[T]he Name It, Change It campaign released a survey conducted earlier this year on exactly this subject. In the survey, Jane Smith and Dan Jones are pitted against each other in a race for Congress. Both have similar backgrounds, and after reading their bios the survey respondents prefer Jane slightly, 49-48.
Then they read a second story. In one version of the story, there’s no physical description of either candidate, and Jane’s lead stays pretty much the same. In a second version, there’s a neutral description of Jane’s appearance. Suddenly she’s 5 points behind Dan. In a third version, there’s a positive description of her appearance. Now she’s 13 points behind Dan. A fourth version that contains a negative description has about the same effect.

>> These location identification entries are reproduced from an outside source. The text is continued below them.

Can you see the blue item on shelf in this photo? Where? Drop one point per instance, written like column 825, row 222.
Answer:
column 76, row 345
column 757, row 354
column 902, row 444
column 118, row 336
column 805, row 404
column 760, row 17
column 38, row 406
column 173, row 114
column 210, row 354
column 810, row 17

In other words, any description hurts Jane. And any non-neutral description, even a positive one, just kills her.
Annie-Rose Strasser finds a silver lining:
[T]he real point of the survey — and the most salient fact that came from it — is that pushing back on the commodification of a female candidate’s beauty can be just as impactful as the criticism itself. Some respondents heard a defense from Jane Smith, saying, “My appearance is not news and does not deserve to be covered. Rarely do they cover men in this fashion and by doing so they depict women as less serious and having less to offer voters.” Others heard a similar defense from Name It, Change It. In both cases, when they heard that, their votes flipped back.